Mimesis in the Johannine Literature: A Study in Johannine Ethics

· The Library of New Testament Studies Book 498 · Bloomsbury Publishing
Ebook
192
Pages

About this ebook

Mimesis is a fundamental and pervasive human concept, but has attracted little attention from Johannine scholarship. This is unsurprising, since Johannine ethics, of which mimesis is a part, has only recently become a fruitful area of research. Bennema contends that scholars have not yet identified the centre of Johannine ethics, admittedly due to the fact that mimesis is not immediately evident in the Johannine text because the usual terminology for mimesis is missing.

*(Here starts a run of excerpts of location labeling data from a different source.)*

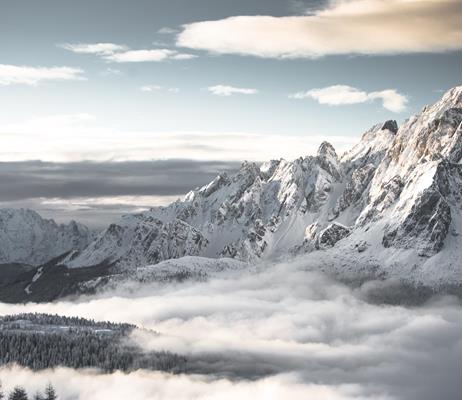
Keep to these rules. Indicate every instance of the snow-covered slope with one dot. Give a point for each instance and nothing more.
(27, 238)
(391, 204)
(257, 213)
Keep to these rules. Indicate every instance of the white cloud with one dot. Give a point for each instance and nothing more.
(152, 55)
(309, 336)
(21, 74)
(151, 88)
(225, 90)
(93, 48)
(344, 27)
(123, 54)
(111, 71)
(343, 95)
(158, 88)
(80, 137)
(167, 31)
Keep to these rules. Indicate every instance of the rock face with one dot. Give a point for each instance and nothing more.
(394, 199)
(27, 238)
(139, 240)
(329, 236)
(398, 185)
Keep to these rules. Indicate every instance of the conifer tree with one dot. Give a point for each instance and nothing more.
(18, 393)
(50, 393)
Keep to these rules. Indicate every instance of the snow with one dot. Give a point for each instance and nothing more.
(379, 191)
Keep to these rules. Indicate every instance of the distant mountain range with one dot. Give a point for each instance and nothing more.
(392, 205)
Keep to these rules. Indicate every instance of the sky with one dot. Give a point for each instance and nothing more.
(96, 87)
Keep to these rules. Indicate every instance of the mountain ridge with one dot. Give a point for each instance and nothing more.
(391, 202)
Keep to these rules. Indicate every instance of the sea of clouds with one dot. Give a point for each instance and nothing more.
(282, 332)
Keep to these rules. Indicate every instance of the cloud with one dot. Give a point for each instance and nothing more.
(97, 193)
(158, 88)
(281, 330)
(146, 385)
(64, 138)
(344, 27)
(153, 55)
(21, 74)
(225, 90)
(93, 48)
(167, 31)
(122, 54)
(111, 71)
(38, 179)
(344, 95)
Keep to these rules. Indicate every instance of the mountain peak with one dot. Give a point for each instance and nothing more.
(391, 125)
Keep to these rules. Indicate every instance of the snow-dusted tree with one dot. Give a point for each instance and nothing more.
(38, 396)
(50, 393)
(18, 393)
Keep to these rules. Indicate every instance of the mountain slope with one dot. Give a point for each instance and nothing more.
(27, 238)
(391, 205)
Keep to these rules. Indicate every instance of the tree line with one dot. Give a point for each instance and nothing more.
(36, 341)
(19, 393)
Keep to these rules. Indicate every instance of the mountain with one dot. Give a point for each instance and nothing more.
(27, 238)
(392, 199)
(391, 206)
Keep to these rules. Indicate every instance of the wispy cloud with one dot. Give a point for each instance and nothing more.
(81, 137)
(344, 95)
(153, 55)
(93, 48)
(226, 91)
(123, 54)
(158, 88)
(344, 27)
(167, 31)
(27, 75)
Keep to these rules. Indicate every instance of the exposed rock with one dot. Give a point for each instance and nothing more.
(329, 236)
(390, 125)
(425, 227)
(26, 237)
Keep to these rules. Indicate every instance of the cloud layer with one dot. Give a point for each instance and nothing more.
(122, 54)
(27, 75)
(97, 193)
(77, 137)
(291, 330)
(226, 90)
(344, 27)
(344, 95)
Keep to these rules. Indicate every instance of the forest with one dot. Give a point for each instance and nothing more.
(41, 341)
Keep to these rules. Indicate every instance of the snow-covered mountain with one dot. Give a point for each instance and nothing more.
(27, 238)
(391, 204)
(395, 197)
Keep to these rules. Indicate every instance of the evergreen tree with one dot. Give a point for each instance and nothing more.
(50, 393)
(18, 393)
(38, 396)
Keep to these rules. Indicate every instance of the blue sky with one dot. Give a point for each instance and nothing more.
(316, 70)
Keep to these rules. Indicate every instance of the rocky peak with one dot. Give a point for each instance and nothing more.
(26, 237)
(390, 125)
(328, 159)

This volume is the first organized study on the concept of mimesis in the Johannine literature. The aim of the study is to establish that mimesis is a genuine Johannine concept, to explain its particulars and to show that mimesis is integral to Johannine ethics. Bennema argues that Johannine mimesis is a cognitive, creative process that shapes the believer's identity and behaviour within the context of the divine family. Besides being instrumental in people's moral transformation, mimesis is also a vital mechanism for mediating the divine reality to people

About the author

Cornelis Bennema is Senior Lecturer in New Testament at Union School of Theology, UK. He is the author of The Power of Saving Wisdom: An Investigation of Spirit and Wisdom in Relation to the Soteriology of the Fourth Gospel (2002), A Theory of Character in New Testament Narrative (2014) and Encountering Jesus: Character Studies in the Gospel of John, 2nd edn (2014).